To address these methodological issues, and ensuring harmonization in terminology, cross-functional teams with relevant collective expertise in clinical pharmacology, pharmacometrics, health economics, statistics, and clinical medicine need to be established [46, 50]. Academic and industry scientists must be encouraged to disseminate applications of PK–PD–PE models in the published literature to foster greater appreciation and acceptance of these methods in the clinical pharmacology and pharmacoeconomics communities. Modelers must develop methodology and qualitative measures to build credibility and assess validity of these models (e.g., sensitivity analysis, bootstrap estimates, and comparing model-derived estimates to actual trial outcomes). To avoid a black-box approach to modeling and to enable the translation of models across disciplines of pharmacoeconomics and pharmacometrics, usage of discipline-agnostic and standard open-source tools (e.g., R) must be encouraged. Greater collaboration between professional membership organizations of both fields will also enable the development of “best practices” towards expanding MBDD to include estimations of cost effectiveness [10]. Collaborative evolution of MBDD will drive greater acceptance from industry, regulatory bodies, and reimbursement agencies to inform pricing and reimbursement decisions.

5 Conclusions

Linking pharmacometrics and PE models represents the next frontier for expanding the scope of MBDD [10]. It is therefore imperative that these methods are further explored by researchers in academia and industry to enable greater understanding and acceptance of these methods.

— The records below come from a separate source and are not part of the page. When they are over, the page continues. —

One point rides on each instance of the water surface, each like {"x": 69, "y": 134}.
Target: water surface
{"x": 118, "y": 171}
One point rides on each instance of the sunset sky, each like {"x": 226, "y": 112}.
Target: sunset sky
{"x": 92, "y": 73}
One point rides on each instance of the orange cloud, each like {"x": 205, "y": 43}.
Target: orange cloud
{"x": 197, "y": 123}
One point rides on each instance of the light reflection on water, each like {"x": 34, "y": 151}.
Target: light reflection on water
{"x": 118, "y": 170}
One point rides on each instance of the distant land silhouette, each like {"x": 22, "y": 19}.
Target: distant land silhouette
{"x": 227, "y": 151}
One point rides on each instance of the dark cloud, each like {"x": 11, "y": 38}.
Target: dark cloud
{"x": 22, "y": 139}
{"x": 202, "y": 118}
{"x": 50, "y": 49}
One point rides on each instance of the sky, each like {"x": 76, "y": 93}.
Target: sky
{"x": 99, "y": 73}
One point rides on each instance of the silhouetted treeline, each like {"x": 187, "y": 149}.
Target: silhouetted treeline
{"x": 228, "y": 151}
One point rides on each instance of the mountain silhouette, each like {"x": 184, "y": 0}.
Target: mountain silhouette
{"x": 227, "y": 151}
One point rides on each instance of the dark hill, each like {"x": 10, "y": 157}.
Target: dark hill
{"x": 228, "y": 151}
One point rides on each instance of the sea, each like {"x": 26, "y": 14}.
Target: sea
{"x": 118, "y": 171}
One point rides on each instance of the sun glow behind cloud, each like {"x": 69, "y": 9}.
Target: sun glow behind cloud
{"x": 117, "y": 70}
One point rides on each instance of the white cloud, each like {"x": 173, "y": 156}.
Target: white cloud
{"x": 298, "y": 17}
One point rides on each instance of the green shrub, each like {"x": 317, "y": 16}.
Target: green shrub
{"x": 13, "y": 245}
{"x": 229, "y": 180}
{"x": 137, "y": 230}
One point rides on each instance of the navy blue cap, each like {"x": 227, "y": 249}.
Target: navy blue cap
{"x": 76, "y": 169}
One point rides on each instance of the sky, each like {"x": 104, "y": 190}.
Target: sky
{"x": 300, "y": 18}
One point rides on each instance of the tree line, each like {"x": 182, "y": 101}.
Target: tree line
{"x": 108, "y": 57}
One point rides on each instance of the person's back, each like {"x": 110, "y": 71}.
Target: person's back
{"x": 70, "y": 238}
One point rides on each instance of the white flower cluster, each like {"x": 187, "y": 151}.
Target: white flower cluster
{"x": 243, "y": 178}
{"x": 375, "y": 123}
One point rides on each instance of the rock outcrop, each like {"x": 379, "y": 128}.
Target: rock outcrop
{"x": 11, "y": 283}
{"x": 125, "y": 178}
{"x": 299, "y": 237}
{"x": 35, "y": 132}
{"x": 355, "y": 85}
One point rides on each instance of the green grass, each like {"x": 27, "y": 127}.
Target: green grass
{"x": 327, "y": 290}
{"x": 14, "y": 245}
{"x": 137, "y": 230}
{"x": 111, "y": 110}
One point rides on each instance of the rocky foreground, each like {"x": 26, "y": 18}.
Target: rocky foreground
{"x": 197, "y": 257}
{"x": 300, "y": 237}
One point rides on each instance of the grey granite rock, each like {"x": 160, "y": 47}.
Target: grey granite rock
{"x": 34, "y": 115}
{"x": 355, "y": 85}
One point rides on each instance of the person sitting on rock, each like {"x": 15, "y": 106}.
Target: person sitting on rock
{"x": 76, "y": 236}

Apart from the reductions in cost and improvement in efficiency that may be expected across the drug development continuum, by considering the patient-level variability in the clinical pharmacology of drugs, linked models might also help demonstrate the economic case for precision medicine [51]. Predicting the value of new therapies through merging the fields of pharmacoeconomics and pharmacometrics has the potential to be valuable to the pharmaceutical industry, regulatory bodies, and payers by supporting evidence generation for health technology assessments of new therapies to evaluate comparative safety, efficacy, effectiveness, and cost effectiveness. A multidisciplinary team-based approach through greater collaboration between various stakeholders is required during the research and development process for furthering methodology and applications of these linked models.